The wallscreen showed them standing near Reski Emantes, staring off to the side, while the surrounding crowd guffawed and hooted. Robert looked around to where the sneak-cam had to be but could see nothing in the dark texture of the ceiling.

‘You’re right, I’ve just rerun it!’ Reski Emantes said. ‘I’ve got to see the judges …’

But the eager onlookers were hemming them in as they started for the exit. Then the mob parted and two Keklir in red stewards’ uniforms rushed straight at Reski Emantes and tossed a shining loop over it.

‘I’m not finding this in the least bit amusing,’ the droid said. ‘Get your idio-idio-idio-idididididi …’

The loop sprang into a taut circle and a pulsing blue field flickered on, rendering Reski Emantes motionless. Before Robert could react, one of the Keklir produced an oval-snouted sidearm and made discouraging motions with it while his companion steered the immobilised droid over to the front of the balcony and pitched it over the side.

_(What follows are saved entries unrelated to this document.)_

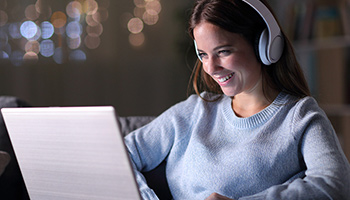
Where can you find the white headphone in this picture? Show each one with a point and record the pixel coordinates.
(271, 41)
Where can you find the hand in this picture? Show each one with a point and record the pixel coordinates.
(216, 196)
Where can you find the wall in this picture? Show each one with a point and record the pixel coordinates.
(142, 80)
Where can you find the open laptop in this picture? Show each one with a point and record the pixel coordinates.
(71, 153)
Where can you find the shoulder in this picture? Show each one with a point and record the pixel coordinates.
(306, 114)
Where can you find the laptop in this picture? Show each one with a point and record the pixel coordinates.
(71, 153)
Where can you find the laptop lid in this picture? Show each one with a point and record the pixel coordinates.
(71, 153)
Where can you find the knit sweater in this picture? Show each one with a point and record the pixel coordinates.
(289, 150)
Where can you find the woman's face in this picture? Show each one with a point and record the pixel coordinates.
(228, 58)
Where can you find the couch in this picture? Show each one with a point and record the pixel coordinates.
(12, 186)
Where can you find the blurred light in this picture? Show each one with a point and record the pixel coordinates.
(135, 25)
(37, 35)
(94, 30)
(77, 55)
(150, 19)
(14, 30)
(58, 19)
(154, 5)
(47, 48)
(136, 39)
(103, 4)
(4, 55)
(139, 3)
(29, 29)
(90, 20)
(3, 40)
(16, 58)
(101, 15)
(31, 13)
(92, 42)
(47, 30)
(60, 31)
(43, 8)
(138, 12)
(33, 46)
(74, 43)
(3, 18)
(58, 56)
(90, 7)
(74, 9)
(30, 57)
(74, 29)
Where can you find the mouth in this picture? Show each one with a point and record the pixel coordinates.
(226, 78)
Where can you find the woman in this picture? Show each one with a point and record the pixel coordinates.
(252, 131)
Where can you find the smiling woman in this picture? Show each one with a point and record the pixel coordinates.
(252, 131)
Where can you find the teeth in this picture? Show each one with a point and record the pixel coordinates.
(221, 80)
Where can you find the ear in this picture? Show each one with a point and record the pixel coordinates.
(262, 47)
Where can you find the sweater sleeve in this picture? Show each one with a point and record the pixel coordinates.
(327, 174)
(150, 145)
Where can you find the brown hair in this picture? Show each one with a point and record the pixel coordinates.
(238, 17)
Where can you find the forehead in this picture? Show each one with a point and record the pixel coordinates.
(206, 33)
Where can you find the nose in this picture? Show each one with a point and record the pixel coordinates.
(211, 65)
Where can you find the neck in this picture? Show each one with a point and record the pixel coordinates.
(248, 104)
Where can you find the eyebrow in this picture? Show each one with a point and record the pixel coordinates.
(219, 47)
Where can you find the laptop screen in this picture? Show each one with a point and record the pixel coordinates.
(71, 153)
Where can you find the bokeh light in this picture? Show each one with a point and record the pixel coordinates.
(47, 30)
(32, 46)
(43, 29)
(135, 25)
(77, 56)
(74, 43)
(74, 29)
(28, 29)
(94, 30)
(146, 12)
(90, 7)
(16, 58)
(58, 19)
(136, 39)
(47, 48)
(74, 9)
(30, 57)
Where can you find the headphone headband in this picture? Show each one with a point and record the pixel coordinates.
(275, 40)
(271, 41)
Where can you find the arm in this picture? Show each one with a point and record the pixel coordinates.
(327, 174)
(148, 147)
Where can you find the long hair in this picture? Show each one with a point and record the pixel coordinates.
(238, 17)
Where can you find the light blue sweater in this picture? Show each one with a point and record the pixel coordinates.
(287, 151)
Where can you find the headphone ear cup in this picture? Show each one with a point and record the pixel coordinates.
(263, 42)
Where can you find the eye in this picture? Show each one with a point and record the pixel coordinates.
(202, 55)
(224, 52)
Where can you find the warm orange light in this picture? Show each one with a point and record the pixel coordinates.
(58, 19)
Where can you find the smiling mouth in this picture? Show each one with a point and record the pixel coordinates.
(226, 78)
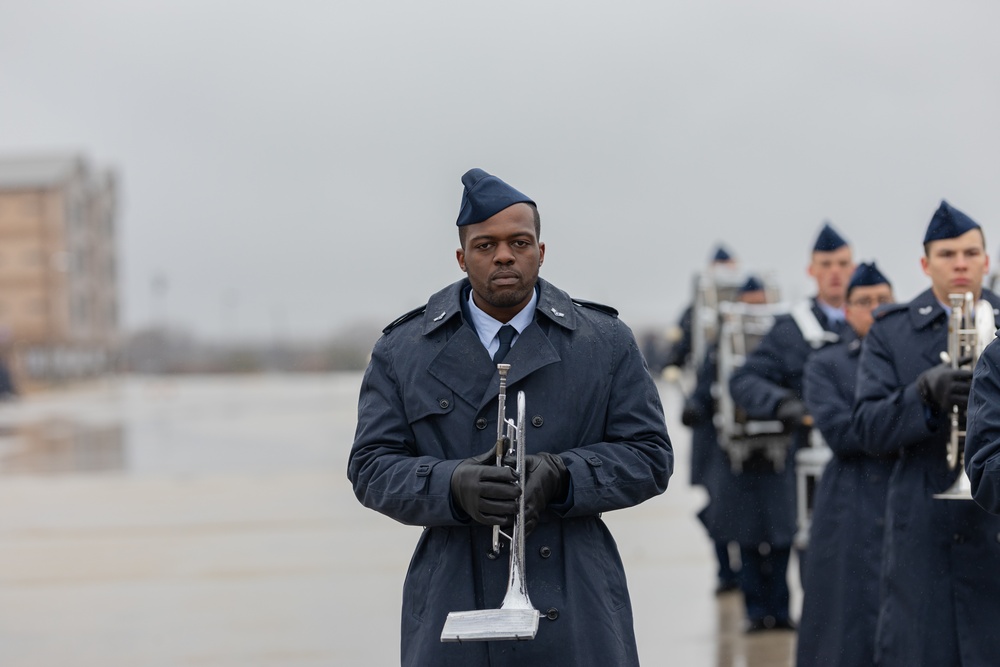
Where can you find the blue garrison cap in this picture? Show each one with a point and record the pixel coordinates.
(753, 284)
(721, 255)
(828, 239)
(948, 222)
(865, 275)
(485, 196)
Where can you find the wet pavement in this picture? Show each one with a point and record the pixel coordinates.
(208, 522)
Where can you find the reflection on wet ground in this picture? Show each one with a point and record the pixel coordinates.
(209, 522)
(61, 446)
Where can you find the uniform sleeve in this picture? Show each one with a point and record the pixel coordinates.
(387, 473)
(757, 385)
(888, 415)
(635, 460)
(982, 440)
(829, 405)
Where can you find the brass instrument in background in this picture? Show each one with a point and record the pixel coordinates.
(516, 618)
(970, 328)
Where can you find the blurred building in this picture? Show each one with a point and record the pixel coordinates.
(58, 277)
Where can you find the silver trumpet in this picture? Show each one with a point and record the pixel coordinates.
(968, 335)
(516, 618)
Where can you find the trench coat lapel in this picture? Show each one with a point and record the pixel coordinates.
(533, 350)
(464, 366)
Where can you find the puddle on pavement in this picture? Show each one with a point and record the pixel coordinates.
(58, 446)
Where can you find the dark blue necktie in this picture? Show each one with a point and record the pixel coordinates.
(506, 335)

The roar of the crowd was thunderous.

Robert and Rosa reached the balcony edge in time to see the helpless droid land on the arena floor and rebound, cushioned by the blue field. Another Keklir dashed over, affixed a small object to Reski Emantes’s plating, then hastily jumped into an open hatch at ringside, which slammed shut. Then, in a cupola-pulpit overlooking the arena, a ridged cowl began folding back into the wall, revealing a gleaming, golden insectoid creature with three mandibles, jutting limbs and three pairs of black faceted eyes along the length of its narrow head, which reminded Robert of a horse skull.

Then the golden master of ceremonies extended one spiny forelimb and pointed at the floating, unresponsive Reski. A harsh, amplified syllable cut through the crowd noise and a moment later the blue restraint field winked out, allowing the droid freedom of movement.

‘This is an outrage!’ it began. ‘How dare …’

The insectoid master of ceremonies drowned out Reski Emantes with its grating, booming speech for a brief moment before a much more familiar voice filled the arena: ‘… probably some oversized, rock-chewing rustbucket with the hardmem substrate of a floor-polisher …’

Spotbeams swept the crowded tiers and angry shouts broke out as translations filtered around the drome. As the fury stoked itself, the golden insectoid raised its gleaming forelimbs.

‘Words to the designated challenger – projectile and energy weapons are forbidden, also anti-cognitory fields are forbidden. The attached inhibitor enforces. What words from the designated challenger?’

For a moment there was a cessation of the clamour, and Robert hoped that Reski Emantes would opt for a response with a decent courtesy content. It was a forlorn hope.

‘Your louts broke my urmig eggs, you preposterous bug! …’

In its pulpit the master of ceremonies made a dipping motion with one limb. Directly below, an arched metal door slammed aside and a large, dark green spidery mech emerged. Its torso was a flattened spheroid roughly five metres across with four articulated, armoured legs spaced around the midline. Faceted sensors were dotted over its battered cowling, which bore innumerable dents and scratches, the legacy of past bouts.